И дела эти, как я узнал после, оказались очень запутанными. Несмотря на скромные вкусы Петра Сергеевича, много лет сряду Кочетовы жили не по средствам, и Анна Борисовна, распоряжавшаяся всем, не давала себе труда подумать, откуда берутся деньги. А Петр Сергеевич, весь ушедший в свои ученые занятия, с какою-то равнодушною покорностью, закладывал одно имение за другим, чтобы удовлетворить вкусам жены. И теперь, едва окунулся Дима в ворох обступивших его затруднений, неожиданные долги вырастали один за другим, грозя подавить своей тяжестью крупное состояние Кочетовых. До самой смерти отца, Дима совсем был в стороне от денежных вопросов. И почти извиняясь перед матерью за сделанное неожиданное открытие, точно на нем лежала какая-то вина, он бережно сказал ей, что им придется совершенно изменить привычный род жизни.
Про все это я узнал после от самого Димы.
— Я, разумеется, постараюсь, — повторял он несколько раз Анне Борисовне, — чтобы ты почувствовала это как можно меньше. Но все-таки, я думаю, придется ограничить себя во многом…
Анна Борисовна приняла это известие с поразительным спокойствием. Ей казалось невозможным, чтобы в ее привычном образе жизни можно было что-нибудь изменить. Эта умная женщина и не подозревала, какой роскошью она была окружена. И говоря сыну, что вполне доверяет ему, что готова на какие угодно лишения, она в то же время, почти с упрямством ребенка, не хотела понять, в чем эти лишения должны заключаться. В общем она была согласна на все, а в частности давала понять Диме, что для нее совсем немыслимо жить при иной обстановке.
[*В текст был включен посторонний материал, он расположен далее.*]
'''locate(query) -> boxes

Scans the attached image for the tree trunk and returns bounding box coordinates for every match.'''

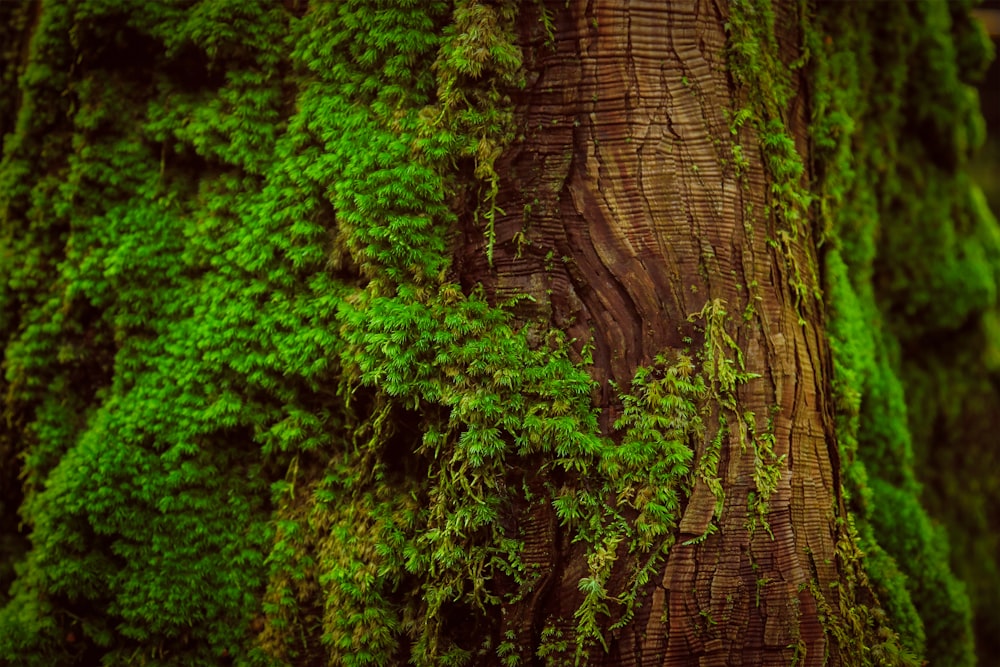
[460,1,844,665]
[0,0,984,667]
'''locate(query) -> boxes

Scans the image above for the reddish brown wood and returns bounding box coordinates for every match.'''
[459,0,842,666]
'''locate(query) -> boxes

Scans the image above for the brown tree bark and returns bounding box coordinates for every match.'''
[459,0,843,665]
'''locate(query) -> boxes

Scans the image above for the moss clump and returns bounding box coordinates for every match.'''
[810,3,1000,665]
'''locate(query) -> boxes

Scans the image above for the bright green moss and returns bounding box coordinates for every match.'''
[0,0,996,665]
[811,3,998,665]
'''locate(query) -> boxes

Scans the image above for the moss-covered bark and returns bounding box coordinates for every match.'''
[0,0,988,667]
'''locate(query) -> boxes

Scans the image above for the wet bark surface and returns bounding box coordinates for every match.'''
[459,0,841,665]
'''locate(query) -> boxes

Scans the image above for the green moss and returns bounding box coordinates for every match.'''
[810,3,997,665]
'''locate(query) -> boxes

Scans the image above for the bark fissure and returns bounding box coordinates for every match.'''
[463,0,838,665]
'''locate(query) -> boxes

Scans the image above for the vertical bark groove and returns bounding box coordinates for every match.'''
[461,0,852,665]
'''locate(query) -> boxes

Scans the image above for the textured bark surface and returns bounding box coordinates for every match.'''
[460,0,840,665]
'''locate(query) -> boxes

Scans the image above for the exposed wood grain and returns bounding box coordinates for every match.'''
[460,0,842,665]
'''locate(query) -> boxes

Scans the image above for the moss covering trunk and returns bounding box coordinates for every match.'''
[0,0,1000,667]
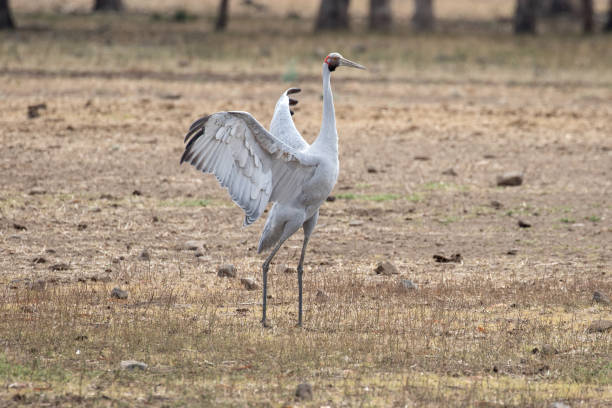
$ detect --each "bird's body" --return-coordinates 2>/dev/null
[181,53,363,325]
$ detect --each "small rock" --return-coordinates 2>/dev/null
[401,279,419,290]
[28,279,47,290]
[29,187,47,195]
[433,254,462,263]
[138,249,151,261]
[497,171,523,187]
[295,383,312,401]
[28,103,47,119]
[489,200,504,210]
[593,290,612,305]
[32,256,47,263]
[548,401,572,408]
[111,288,128,299]
[121,360,149,371]
[517,220,531,228]
[276,264,297,274]
[217,264,236,278]
[49,262,70,271]
[315,290,329,303]
[185,241,204,251]
[588,320,612,333]
[374,261,399,275]
[240,278,259,290]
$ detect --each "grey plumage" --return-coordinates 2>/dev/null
[181,53,363,325]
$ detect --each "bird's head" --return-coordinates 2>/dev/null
[324,52,366,72]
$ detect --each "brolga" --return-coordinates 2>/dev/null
[181,52,365,327]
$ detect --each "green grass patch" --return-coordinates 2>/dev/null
[0,354,70,382]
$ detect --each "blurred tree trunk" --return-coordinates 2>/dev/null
[94,0,123,11]
[370,0,392,30]
[604,0,612,32]
[514,0,538,34]
[544,0,574,16]
[0,0,15,30]
[412,0,434,30]
[215,0,229,31]
[582,0,593,33]
[315,0,350,31]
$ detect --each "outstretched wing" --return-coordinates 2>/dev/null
[270,88,308,150]
[181,112,316,225]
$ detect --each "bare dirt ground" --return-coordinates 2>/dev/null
[0,3,612,407]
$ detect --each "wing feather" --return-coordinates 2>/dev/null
[181,112,316,225]
[270,88,309,150]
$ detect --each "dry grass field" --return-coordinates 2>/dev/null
[0,1,612,407]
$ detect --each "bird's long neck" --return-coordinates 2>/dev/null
[314,63,338,155]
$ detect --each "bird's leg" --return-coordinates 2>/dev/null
[261,238,286,327]
[298,211,319,327]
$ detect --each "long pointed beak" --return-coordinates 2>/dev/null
[338,58,366,69]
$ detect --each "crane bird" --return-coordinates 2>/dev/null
[181,52,365,327]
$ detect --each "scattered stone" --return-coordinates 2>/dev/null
[315,290,329,303]
[121,360,149,371]
[531,344,559,356]
[497,171,523,187]
[295,383,312,401]
[489,200,504,210]
[111,288,128,299]
[276,264,297,274]
[517,220,531,228]
[28,103,47,119]
[32,256,47,263]
[401,279,419,290]
[184,241,204,251]
[548,401,572,408]
[240,278,259,290]
[588,320,612,333]
[29,187,47,195]
[374,261,399,275]
[28,279,47,290]
[433,254,463,263]
[593,290,612,305]
[138,249,151,261]
[217,264,236,278]
[49,262,70,271]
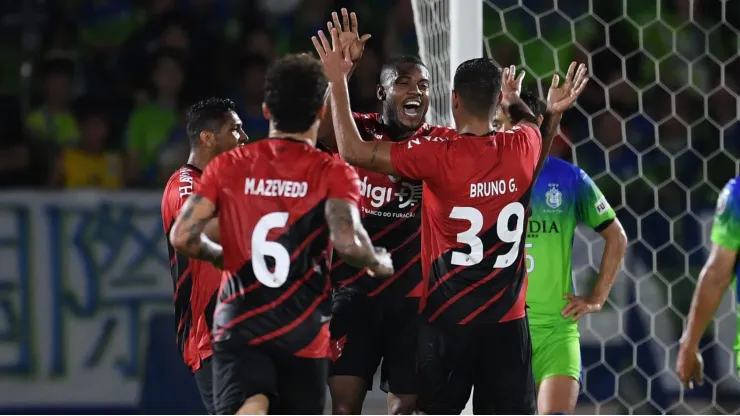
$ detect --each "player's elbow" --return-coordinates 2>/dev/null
[170,223,188,253]
[332,233,369,267]
[604,220,628,256]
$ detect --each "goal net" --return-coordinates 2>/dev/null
[412,0,740,414]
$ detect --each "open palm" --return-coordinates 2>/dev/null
[547,62,588,113]
[327,8,370,63]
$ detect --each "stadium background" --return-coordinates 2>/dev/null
[0,0,740,414]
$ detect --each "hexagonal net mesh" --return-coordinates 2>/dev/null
[413,0,740,414]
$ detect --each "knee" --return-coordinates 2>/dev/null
[388,398,416,415]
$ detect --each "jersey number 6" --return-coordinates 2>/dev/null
[252,212,290,288]
[450,202,524,269]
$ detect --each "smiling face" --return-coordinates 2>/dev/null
[377,63,429,130]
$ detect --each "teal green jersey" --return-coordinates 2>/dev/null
[712,177,740,366]
[526,157,615,326]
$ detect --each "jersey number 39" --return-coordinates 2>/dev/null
[252,212,290,288]
[450,202,524,269]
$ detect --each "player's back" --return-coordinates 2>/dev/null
[422,126,542,324]
[161,165,221,371]
[209,138,348,357]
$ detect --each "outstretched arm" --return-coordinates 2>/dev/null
[170,194,223,266]
[318,9,370,148]
[311,28,396,174]
[680,243,737,353]
[329,80,396,175]
[324,199,393,276]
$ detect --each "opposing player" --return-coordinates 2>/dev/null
[319,30,587,414]
[316,9,454,414]
[170,55,393,414]
[162,98,247,414]
[494,92,627,415]
[676,177,740,389]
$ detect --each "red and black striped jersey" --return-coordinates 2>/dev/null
[391,126,542,325]
[162,165,221,371]
[196,138,360,358]
[331,113,456,301]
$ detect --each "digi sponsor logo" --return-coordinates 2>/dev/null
[360,176,422,208]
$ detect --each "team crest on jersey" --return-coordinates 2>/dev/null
[717,188,730,215]
[545,183,563,209]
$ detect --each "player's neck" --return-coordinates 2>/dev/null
[267,128,318,146]
[188,151,212,171]
[456,117,493,136]
[380,115,416,142]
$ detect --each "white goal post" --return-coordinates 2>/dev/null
[411,0,740,414]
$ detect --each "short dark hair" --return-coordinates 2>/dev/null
[519,90,547,117]
[265,54,329,133]
[453,58,501,118]
[185,98,236,147]
[380,55,427,84]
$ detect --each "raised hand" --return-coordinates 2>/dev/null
[326,8,370,64]
[311,27,352,82]
[676,343,704,390]
[501,65,524,102]
[547,62,588,113]
[367,247,394,277]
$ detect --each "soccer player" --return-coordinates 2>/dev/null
[315,9,454,414]
[676,177,740,389]
[319,29,587,414]
[170,55,393,414]
[494,92,627,415]
[162,98,247,414]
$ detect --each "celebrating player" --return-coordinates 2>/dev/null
[171,55,393,414]
[676,177,740,389]
[317,29,587,414]
[494,92,627,415]
[314,9,454,414]
[162,98,247,414]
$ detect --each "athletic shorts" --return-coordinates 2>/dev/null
[329,290,419,394]
[212,338,327,415]
[530,325,581,384]
[416,318,537,415]
[193,357,216,415]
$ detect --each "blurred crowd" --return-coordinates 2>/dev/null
[0,0,417,189]
[0,0,740,270]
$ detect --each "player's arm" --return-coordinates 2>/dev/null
[203,217,220,243]
[324,199,392,275]
[318,8,370,149]
[677,179,740,388]
[562,168,627,320]
[535,62,588,178]
[329,80,397,175]
[170,194,223,266]
[680,243,737,352]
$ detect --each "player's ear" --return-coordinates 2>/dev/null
[262,103,272,120]
[375,84,386,101]
[316,104,328,120]
[198,130,216,148]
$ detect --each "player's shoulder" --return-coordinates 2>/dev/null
[165,164,203,192]
[717,176,740,215]
[542,156,583,176]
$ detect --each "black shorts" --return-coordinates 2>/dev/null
[213,338,327,415]
[417,318,537,415]
[193,357,216,415]
[329,290,419,394]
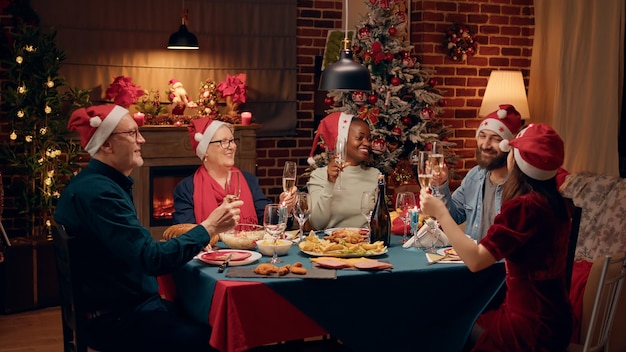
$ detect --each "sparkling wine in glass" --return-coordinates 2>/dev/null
[361,192,376,242]
[293,192,311,242]
[396,192,415,243]
[335,138,346,191]
[429,142,444,199]
[417,150,433,188]
[263,204,287,264]
[224,170,242,202]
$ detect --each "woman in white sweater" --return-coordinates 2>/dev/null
[307,112,380,230]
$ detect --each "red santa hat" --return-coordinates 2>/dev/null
[67,105,130,156]
[500,123,565,181]
[476,104,522,140]
[307,111,354,165]
[187,117,228,160]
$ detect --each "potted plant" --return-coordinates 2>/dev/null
[0,26,89,236]
[0,25,90,313]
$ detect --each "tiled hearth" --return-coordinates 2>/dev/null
[131,124,260,240]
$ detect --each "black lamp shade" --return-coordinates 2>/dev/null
[167,24,200,49]
[320,49,372,91]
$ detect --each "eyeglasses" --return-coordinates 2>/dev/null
[209,138,239,149]
[111,130,140,141]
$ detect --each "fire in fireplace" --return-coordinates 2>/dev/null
[150,165,198,226]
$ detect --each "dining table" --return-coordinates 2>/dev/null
[171,239,505,351]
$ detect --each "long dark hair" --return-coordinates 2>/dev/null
[502,163,569,220]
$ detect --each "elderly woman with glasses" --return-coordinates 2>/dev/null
[174,118,297,224]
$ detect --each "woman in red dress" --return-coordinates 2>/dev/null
[420,124,572,351]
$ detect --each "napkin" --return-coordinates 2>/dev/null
[402,219,450,248]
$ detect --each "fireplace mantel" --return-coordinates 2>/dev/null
[131,124,261,240]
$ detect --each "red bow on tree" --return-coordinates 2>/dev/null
[357,106,380,125]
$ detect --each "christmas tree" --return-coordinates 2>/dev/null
[314,0,455,183]
[0,26,90,234]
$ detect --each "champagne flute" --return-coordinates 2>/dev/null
[361,191,376,242]
[335,138,346,191]
[224,170,241,202]
[294,192,311,242]
[263,204,287,264]
[396,192,415,243]
[283,161,298,197]
[429,141,444,199]
[417,150,433,188]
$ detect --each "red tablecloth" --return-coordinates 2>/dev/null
[209,281,328,351]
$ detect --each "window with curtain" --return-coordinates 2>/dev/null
[31,0,297,136]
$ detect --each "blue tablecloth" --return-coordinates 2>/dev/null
[174,243,504,351]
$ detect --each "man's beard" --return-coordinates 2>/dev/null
[476,148,509,171]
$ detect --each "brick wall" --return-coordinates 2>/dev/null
[0,0,534,236]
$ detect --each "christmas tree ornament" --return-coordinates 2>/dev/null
[420,106,435,121]
[352,91,367,106]
[372,138,387,155]
[358,27,372,40]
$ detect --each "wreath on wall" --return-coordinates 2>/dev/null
[443,23,478,61]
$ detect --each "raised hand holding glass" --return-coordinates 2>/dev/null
[263,204,287,264]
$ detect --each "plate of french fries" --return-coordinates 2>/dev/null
[298,231,387,258]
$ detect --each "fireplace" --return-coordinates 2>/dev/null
[148,165,198,227]
[131,124,260,240]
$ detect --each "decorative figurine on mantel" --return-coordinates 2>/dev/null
[217,73,248,119]
[168,78,198,115]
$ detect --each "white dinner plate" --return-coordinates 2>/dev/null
[324,227,369,236]
[426,247,463,264]
[194,249,262,266]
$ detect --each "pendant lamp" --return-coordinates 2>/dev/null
[320,0,372,91]
[167,0,200,50]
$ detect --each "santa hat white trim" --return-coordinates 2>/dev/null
[513,147,557,181]
[476,117,514,140]
[194,120,227,160]
[85,105,130,156]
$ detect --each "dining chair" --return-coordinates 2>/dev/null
[568,253,626,352]
[52,225,88,352]
[565,198,583,292]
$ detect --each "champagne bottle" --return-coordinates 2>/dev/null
[370,175,391,246]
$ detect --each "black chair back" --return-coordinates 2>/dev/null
[565,198,583,292]
[52,225,87,352]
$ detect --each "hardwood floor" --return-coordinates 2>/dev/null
[0,307,63,352]
[0,307,348,352]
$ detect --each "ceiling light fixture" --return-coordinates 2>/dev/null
[167,0,200,50]
[320,0,372,91]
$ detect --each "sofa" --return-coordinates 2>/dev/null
[560,172,626,351]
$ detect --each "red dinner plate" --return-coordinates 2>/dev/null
[200,251,252,262]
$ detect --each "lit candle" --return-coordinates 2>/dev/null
[241,111,252,125]
[409,206,419,233]
[133,112,146,126]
— Ты знаешь, кстати, — всматриваясь в него, сказала Анна Борисовна, — каковы были последние слова твоего отца? Я с тобой про это еще не говорила… умирая, он просил у меня прощения за то…
И Анна Борисовна передала сыну предсмертные слова мужа.
— Конечно, это не имеет никакой законной силы, — добавила она, как бы равнодушно.
— Как можешь ты говорить о какой-то законной силе? — горячо перебил ее Дима. — Да если бы отец этого и не сказал, я бы сам не допустил, чтобы между нами могли возникнуть какие-нибудь вопросы о наследстве. Прежде всего надо, чтобы ты, и Зина тоже, никогда не ощущали нужды. Я буду твоим управляющим — вот и все. И постараюсь, насколько могу, поправить дела.
Дима, говоря это, бодро глядел на будущее. Мысль о деньгах была так далека от него, что он без малейшего колебания, не задумываясь, отдал матери все отцовское наследство. Это было не простое бескорыстие, а полное равнодушие в денежных вопросах. Быть может, в этом сказывалось редкое в его года, почти ребяческое, непонимание жизни. Но упрекнуть его за это я не решаюсь.
Молодость его прошла среди такой исключительной обстановки и так привык он вращаться в чистой сфере умственных интересов, что материальные заботы были для него чем-то совершенно чужим и незнакомым. Он еще не предвидел, что за тяжелую обузу на себя принимает. Доверчивый к людям, он ни в ком не подозревал корыстных побуждений, и, не сомневаясь в успехе, взялся за непривычное дело управления.